Michigan Court of Appeals; Docket No. 224933; Published
Judges Fitzgerald, Hoekstra and Markey; unanimous; per curiam
Official Michigan Reporter Citation: 250 Mich. App. 719, Link to Opinion
12% Interest Penalty on Overdue Benefits – Nature and Scope [3142(2)(3)]
One-Year Back Rule Limitation [3145(1)]
Requirement That Benefits Were Unreasonably Delayed or Denied [3148(1)]
Revised Judicature Act – Miscellaneous Provisions
Revised Judicature Act – Tolling of Statutes of Limitations
In this unanimous published per curiam opinion, the Court of Appeals issued several significant holdings in the context of this lawsuit brought by the University of Michigan Hospital against two (2) no-fault insurers who failed to pay hospital charges because of a priority dispute between the two insurers.

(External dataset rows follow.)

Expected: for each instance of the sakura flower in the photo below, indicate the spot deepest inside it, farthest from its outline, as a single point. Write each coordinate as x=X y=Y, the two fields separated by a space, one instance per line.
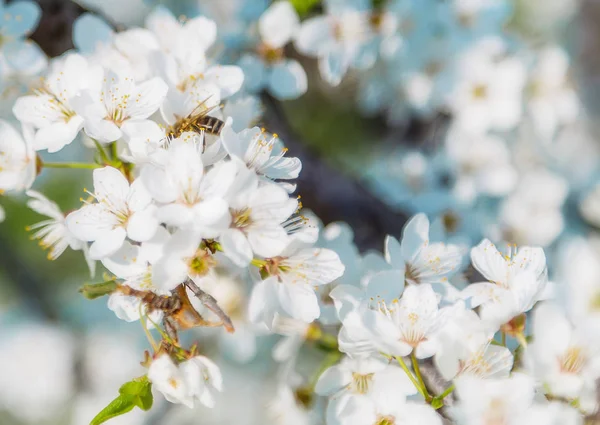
x=284 y=408
x=121 y=211
x=53 y=232
x=196 y=379
x=533 y=216
x=190 y=196
x=413 y=322
x=284 y=78
x=421 y=260
x=357 y=389
x=143 y=140
x=392 y=326
x=257 y=215
x=232 y=296
x=483 y=164
x=17 y=158
x=338 y=237
x=516 y=281
x=552 y=100
x=501 y=401
x=51 y=109
x=183 y=62
x=133 y=264
x=260 y=153
x=289 y=291
x=488 y=92
x=564 y=357
x=119 y=101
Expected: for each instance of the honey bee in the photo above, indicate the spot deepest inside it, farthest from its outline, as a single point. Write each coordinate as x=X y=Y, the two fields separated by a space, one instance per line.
x=179 y=314
x=199 y=121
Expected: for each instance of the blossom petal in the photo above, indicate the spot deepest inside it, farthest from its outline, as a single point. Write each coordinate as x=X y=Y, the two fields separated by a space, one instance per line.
x=108 y=243
x=287 y=80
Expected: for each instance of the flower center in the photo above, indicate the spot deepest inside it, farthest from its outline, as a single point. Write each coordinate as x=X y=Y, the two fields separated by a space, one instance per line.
x=376 y=19
x=269 y=54
x=360 y=383
x=480 y=91
x=475 y=365
x=201 y=263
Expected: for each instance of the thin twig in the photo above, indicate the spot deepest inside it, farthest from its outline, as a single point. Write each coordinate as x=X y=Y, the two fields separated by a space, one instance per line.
x=210 y=303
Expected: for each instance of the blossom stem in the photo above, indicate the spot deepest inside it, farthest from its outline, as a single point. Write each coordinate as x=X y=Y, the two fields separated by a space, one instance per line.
x=149 y=336
x=410 y=376
x=74 y=165
x=415 y=364
x=446 y=392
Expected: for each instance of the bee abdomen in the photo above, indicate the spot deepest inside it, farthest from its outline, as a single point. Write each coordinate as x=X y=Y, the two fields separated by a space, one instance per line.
x=212 y=125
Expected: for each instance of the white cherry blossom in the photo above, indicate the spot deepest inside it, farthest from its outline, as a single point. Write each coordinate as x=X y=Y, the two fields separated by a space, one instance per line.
x=515 y=281
x=262 y=153
x=565 y=358
x=196 y=379
x=118 y=101
x=190 y=196
x=17 y=158
x=121 y=210
x=51 y=108
x=289 y=290
x=268 y=68
x=423 y=261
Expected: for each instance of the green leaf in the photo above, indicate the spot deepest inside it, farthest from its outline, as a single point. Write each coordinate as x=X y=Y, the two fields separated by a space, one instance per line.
x=137 y=392
x=119 y=406
x=140 y=392
x=96 y=290
x=304 y=6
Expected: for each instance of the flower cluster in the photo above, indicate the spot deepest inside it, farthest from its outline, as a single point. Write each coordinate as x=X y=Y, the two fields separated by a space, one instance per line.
x=194 y=217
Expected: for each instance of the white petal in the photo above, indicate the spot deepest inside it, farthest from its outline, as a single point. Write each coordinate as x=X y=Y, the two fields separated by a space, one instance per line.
x=102 y=130
x=142 y=225
x=414 y=236
x=236 y=247
x=278 y=24
x=299 y=301
x=287 y=80
x=228 y=78
x=314 y=33
x=332 y=380
x=108 y=243
x=110 y=184
x=125 y=262
x=146 y=99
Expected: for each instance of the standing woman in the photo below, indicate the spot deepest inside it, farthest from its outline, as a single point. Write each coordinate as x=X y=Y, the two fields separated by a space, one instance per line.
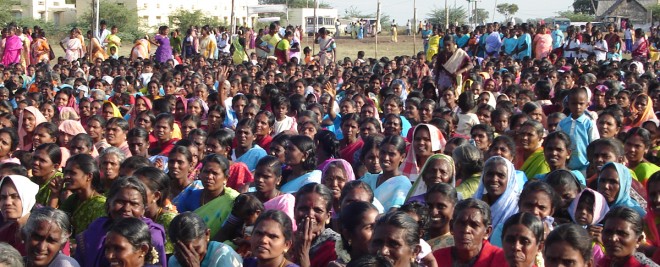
x=86 y=204
x=18 y=199
x=390 y=187
x=300 y=158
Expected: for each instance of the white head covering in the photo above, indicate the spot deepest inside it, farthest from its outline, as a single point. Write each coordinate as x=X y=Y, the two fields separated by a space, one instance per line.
x=27 y=191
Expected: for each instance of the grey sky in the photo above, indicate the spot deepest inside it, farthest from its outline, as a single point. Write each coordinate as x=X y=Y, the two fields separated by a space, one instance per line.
x=402 y=10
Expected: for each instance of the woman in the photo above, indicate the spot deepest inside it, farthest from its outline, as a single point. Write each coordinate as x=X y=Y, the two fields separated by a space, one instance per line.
x=312 y=212
x=500 y=188
x=351 y=143
x=636 y=144
x=300 y=158
x=50 y=226
x=271 y=239
x=532 y=161
x=27 y=123
x=396 y=231
x=523 y=236
x=191 y=236
x=82 y=177
x=451 y=65
x=390 y=187
x=126 y=202
x=129 y=243
x=213 y=203
x=15 y=210
x=427 y=140
x=471 y=243
x=622 y=234
x=46 y=161
x=614 y=184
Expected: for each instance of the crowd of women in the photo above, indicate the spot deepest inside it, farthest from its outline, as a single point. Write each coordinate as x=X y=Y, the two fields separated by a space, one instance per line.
x=440 y=160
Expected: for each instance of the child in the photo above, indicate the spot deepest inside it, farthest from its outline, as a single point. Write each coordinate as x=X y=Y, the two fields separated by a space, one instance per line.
x=466 y=117
x=580 y=127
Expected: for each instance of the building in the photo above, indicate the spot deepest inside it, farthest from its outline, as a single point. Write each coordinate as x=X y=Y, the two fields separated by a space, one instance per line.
x=155 y=13
x=56 y=11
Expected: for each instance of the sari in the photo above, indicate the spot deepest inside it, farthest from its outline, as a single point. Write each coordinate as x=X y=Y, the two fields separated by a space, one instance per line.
x=250 y=157
x=12 y=53
x=410 y=166
x=506 y=204
x=292 y=186
x=215 y=212
x=535 y=164
x=391 y=193
x=26 y=145
x=83 y=214
x=217 y=255
x=420 y=187
x=623 y=198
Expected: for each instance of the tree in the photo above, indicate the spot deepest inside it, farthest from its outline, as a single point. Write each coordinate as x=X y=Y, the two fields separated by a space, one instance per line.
x=457 y=16
x=508 y=10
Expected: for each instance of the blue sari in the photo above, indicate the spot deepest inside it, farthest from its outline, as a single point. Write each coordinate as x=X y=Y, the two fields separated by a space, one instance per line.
x=391 y=193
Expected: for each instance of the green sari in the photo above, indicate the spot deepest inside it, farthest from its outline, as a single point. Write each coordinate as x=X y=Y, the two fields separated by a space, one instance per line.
x=217 y=210
x=535 y=164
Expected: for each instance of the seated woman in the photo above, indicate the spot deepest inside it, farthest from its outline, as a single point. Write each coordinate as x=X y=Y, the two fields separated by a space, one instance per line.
x=193 y=248
x=300 y=158
x=614 y=184
x=18 y=199
x=127 y=198
x=427 y=140
x=439 y=168
x=472 y=246
x=272 y=224
x=314 y=245
x=390 y=187
x=129 y=242
x=622 y=234
x=47 y=224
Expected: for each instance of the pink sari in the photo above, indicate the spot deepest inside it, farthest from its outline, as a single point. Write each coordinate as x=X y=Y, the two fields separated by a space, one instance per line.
x=12 y=53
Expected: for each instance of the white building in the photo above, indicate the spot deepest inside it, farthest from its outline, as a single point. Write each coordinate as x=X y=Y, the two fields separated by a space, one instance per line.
x=155 y=13
x=56 y=11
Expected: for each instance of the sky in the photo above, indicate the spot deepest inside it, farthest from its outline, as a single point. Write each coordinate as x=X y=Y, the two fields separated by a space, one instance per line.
x=402 y=10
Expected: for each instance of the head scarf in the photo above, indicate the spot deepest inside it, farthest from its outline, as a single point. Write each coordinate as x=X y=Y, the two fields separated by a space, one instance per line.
x=410 y=165
x=420 y=187
x=646 y=115
x=600 y=207
x=507 y=204
x=348 y=169
x=39 y=118
x=27 y=191
x=625 y=181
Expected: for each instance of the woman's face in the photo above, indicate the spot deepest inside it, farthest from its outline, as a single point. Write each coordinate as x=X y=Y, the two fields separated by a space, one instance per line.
x=437 y=171
x=312 y=208
x=335 y=179
x=609 y=184
x=635 y=148
x=556 y=153
x=390 y=242
x=120 y=252
x=390 y=158
x=619 y=238
x=127 y=203
x=607 y=126
x=42 y=165
x=520 y=246
x=43 y=243
x=268 y=241
x=11 y=205
x=495 y=179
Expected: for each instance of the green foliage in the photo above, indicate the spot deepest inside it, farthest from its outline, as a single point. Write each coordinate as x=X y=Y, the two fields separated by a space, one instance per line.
x=576 y=17
x=457 y=16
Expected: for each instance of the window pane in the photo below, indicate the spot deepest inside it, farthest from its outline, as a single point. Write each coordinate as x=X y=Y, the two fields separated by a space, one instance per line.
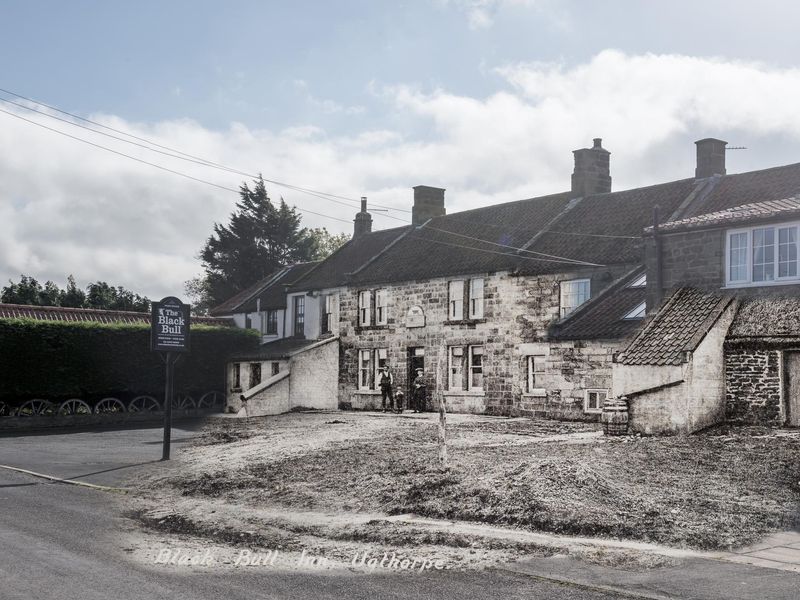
x=737 y=257
x=787 y=252
x=764 y=254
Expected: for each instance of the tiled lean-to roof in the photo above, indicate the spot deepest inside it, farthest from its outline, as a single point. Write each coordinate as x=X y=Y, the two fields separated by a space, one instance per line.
x=90 y=315
x=757 y=211
x=603 y=317
x=271 y=291
x=678 y=327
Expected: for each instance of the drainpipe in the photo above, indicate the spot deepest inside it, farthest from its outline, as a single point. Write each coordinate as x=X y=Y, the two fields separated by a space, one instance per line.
x=658 y=286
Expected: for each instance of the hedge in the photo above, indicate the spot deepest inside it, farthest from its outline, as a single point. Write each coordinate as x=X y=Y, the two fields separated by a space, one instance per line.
x=58 y=360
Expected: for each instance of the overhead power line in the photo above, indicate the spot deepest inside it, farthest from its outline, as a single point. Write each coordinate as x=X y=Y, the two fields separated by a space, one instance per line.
x=167 y=150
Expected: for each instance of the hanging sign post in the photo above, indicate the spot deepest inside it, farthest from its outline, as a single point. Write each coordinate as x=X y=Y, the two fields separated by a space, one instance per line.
x=169 y=335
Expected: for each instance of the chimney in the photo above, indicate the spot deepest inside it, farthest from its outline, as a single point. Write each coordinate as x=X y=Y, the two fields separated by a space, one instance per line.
x=592 y=173
x=428 y=203
x=363 y=222
x=710 y=158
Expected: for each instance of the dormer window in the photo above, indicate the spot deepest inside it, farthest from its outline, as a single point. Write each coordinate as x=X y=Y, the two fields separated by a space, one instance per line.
x=762 y=255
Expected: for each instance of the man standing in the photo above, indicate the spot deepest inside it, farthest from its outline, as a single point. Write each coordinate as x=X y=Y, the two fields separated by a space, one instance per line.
x=386 y=383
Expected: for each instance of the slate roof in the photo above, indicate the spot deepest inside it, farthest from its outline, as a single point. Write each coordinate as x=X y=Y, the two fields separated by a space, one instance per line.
x=602 y=317
x=739 y=189
x=337 y=269
x=678 y=327
x=603 y=216
x=767 y=317
x=756 y=211
x=90 y=315
x=271 y=291
x=277 y=350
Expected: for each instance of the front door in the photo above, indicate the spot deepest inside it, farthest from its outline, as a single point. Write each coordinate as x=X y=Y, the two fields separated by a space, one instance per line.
x=416 y=360
x=792 y=388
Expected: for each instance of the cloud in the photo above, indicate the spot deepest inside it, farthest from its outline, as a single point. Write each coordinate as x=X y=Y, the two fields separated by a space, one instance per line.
x=70 y=208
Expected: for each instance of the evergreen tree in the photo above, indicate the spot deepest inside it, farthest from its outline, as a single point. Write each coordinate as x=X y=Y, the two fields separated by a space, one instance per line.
x=259 y=239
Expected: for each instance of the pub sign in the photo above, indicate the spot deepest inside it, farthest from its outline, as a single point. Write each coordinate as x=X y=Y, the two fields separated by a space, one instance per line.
x=169 y=326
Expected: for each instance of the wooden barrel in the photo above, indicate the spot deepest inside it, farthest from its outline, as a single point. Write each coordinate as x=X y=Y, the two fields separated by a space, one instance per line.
x=615 y=416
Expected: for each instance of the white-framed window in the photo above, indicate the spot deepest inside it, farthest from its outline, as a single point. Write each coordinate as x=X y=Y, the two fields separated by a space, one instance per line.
x=381 y=360
x=762 y=255
x=640 y=281
x=455 y=295
x=594 y=400
x=365 y=308
x=381 y=307
x=637 y=312
x=536 y=369
x=365 y=379
x=476 y=298
x=456 y=368
x=574 y=292
x=476 y=367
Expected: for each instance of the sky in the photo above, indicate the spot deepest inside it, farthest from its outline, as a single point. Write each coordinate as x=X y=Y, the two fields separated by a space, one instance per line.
x=486 y=98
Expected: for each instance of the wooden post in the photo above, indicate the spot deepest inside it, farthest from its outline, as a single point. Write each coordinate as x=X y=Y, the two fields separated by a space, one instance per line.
x=442 y=408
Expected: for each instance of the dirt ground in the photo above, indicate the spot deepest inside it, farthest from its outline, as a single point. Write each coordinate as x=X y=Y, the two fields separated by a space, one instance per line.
x=716 y=490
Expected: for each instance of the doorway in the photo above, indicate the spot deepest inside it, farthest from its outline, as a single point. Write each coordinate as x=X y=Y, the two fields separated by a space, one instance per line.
x=416 y=360
x=792 y=397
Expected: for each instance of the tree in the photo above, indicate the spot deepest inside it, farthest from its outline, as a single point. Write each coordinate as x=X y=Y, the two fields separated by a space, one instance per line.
x=327 y=243
x=259 y=239
x=27 y=291
x=72 y=296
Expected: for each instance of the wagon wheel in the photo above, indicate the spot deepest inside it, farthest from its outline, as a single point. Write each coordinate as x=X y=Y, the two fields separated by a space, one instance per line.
x=144 y=404
x=109 y=405
x=74 y=406
x=36 y=407
x=183 y=402
x=210 y=400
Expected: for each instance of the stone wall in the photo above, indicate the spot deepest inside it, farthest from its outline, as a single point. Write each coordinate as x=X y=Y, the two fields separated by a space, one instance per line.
x=517 y=311
x=752 y=385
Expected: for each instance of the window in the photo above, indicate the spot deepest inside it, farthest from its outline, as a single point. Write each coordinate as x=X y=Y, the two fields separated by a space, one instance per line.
x=573 y=294
x=272 y=322
x=381 y=360
x=327 y=315
x=594 y=400
x=640 y=281
x=237 y=376
x=364 y=308
x=476 y=298
x=381 y=316
x=536 y=369
x=637 y=312
x=255 y=374
x=299 y=316
x=456 y=368
x=476 y=367
x=762 y=255
x=365 y=369
x=455 y=292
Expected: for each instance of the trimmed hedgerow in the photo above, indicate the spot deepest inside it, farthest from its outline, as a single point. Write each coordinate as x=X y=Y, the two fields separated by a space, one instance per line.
x=58 y=360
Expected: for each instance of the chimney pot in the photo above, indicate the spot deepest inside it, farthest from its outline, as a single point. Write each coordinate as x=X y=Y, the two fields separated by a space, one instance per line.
x=428 y=203
x=592 y=173
x=363 y=222
x=710 y=158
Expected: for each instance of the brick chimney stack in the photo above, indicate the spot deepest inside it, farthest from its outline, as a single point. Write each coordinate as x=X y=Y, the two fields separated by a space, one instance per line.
x=710 y=158
x=363 y=222
x=592 y=173
x=428 y=203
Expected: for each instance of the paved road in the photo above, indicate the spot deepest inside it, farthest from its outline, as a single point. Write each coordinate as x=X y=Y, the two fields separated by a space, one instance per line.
x=65 y=542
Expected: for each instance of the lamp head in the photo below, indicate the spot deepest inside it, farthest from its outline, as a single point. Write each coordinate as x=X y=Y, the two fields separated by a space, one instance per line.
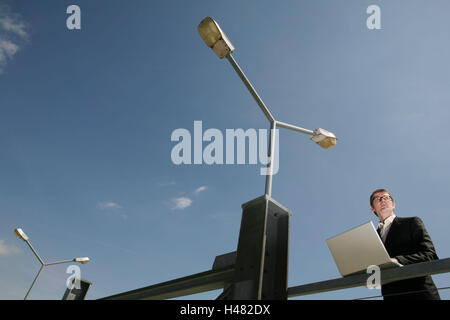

First, the court held that the claim of the University was not barred by the one (1) year PIP statute of limitations contained in section 3145 of the Act, for the reason that the University was a political subdivision of the state of Michigan and, therefore, the no-fault statute of limitations is superceded by the provisions of MCL 600.5821(4), which permits the State or its political subdivisions to recoup from third parties the cost of medical care notwithstanding the provisions of any statute of limitations to the contrary. This statutory provision clearly evidences the Legislature’s intention to exempt the state of Michigan and its political subdivisions from all statutes of limitations contained in any other public acts. Therefore, the claim of the University of Michigan was not time barred by section 3145.
Second, the court held that the University of Michigan had a direct cause of action against the insurers for recovery of PIP benefits. Citing Munson Medical Center v Auto Club Insurance Association [Item No. 1872] and LaMothe v Auto Club Insurance Association of Michigan [Item No. 1828], the court held that, “under the no-fault act, when a person is injured in an automobile-related accident, a hospital that provides medical care is to be reimbursed by the injured person’s no-fault insurance company.”
Third, the court held that attorney fees were properly awarded under section 3148(1) because the only dispute in this case was a priority dispute involving which of two insurers should pay. In that scenario, an unreasonable delay/denial is deemed to occur when the insurers do not pay the benefits and litigate the priority issue between themselves. In this regard, the court stated:
“when the only question is which of two insurers will pay, it is unreasonable for an insurer to refuse payment of benefits.... Because the only dispute concerned [the injured person’s] domicile, and because there is no dispute that [the injured person] was entitled to no-fault benefits, the trial court’s finding that the defendants acted unreasonably was not clearly erroneous. We find no error in award of attorney fees to plaintiff.”
Fourth, the court held that plaintiff University of Michigan Hospital was entitled to recover the attorney fee award under section 3148 because it is properly considered “a claimant” under the statute and thus, is entitled to enforce the attorney fee provisions of section 3148(1). In this regard, the court stated:
“Plaintiff is seeking recovery of costs paid for treating [the injured person] while [the injured person] was in the hospital.... Plaintiff, after the death of [the injured person], sought recovery of money expended for the medical care of [the injured person] and essentially became the claimant. The insurance companies in this case substantially delayed in paying plaintiff. Thus, requiring these insurance companies to pay attorney fees would fulfill the purpose behind the no-fault act.”
Fifth, the court held that the trial court erred by not awarding civil judgment interest at the rate of 12% as is provided in the “written instruments” provisions of MCL 600.6013(5). Citing Auto Club Insurance Association v State Farm Insurance Company [Item No. 1913], the court held that the lawsuit brought by the plaintiff University of Michigan was a suit based upon an insurance policy which is a “written instrument” as contemplated by the RJA. In this regard, the court stated, “The trial court erred by concluding that judgment in this case was not based on an insurance policy. While the trial court was required to examine the no-fault act to determine which insurer was primarily liable for benefits, that liability would not have existed without the insurance policy. Therefore, the twelve percent interest rate applies.” Interest was also properly awarded under section 3142 of the no-fault statute because the claim was not paid within 30 days of when the insurers’ received reasonable proof of the fact and the amount of the loss. However, the Court of Appeals remanded the case to the trial court for recalculation of interest because the trial court had commenced the running of this interest prior to when the insurers had actually received proof of the amount of the loss. Thus, it was necessary to recalculate the interest.
Finally, the court examined the priority dispute issue relating to domicile and in the process reviewed case law identifying the various factors that should be taken into consideration when determining a person’s domicile. With regard to this issue, the Court of Appeals held that the trial court properly granted summary disposition.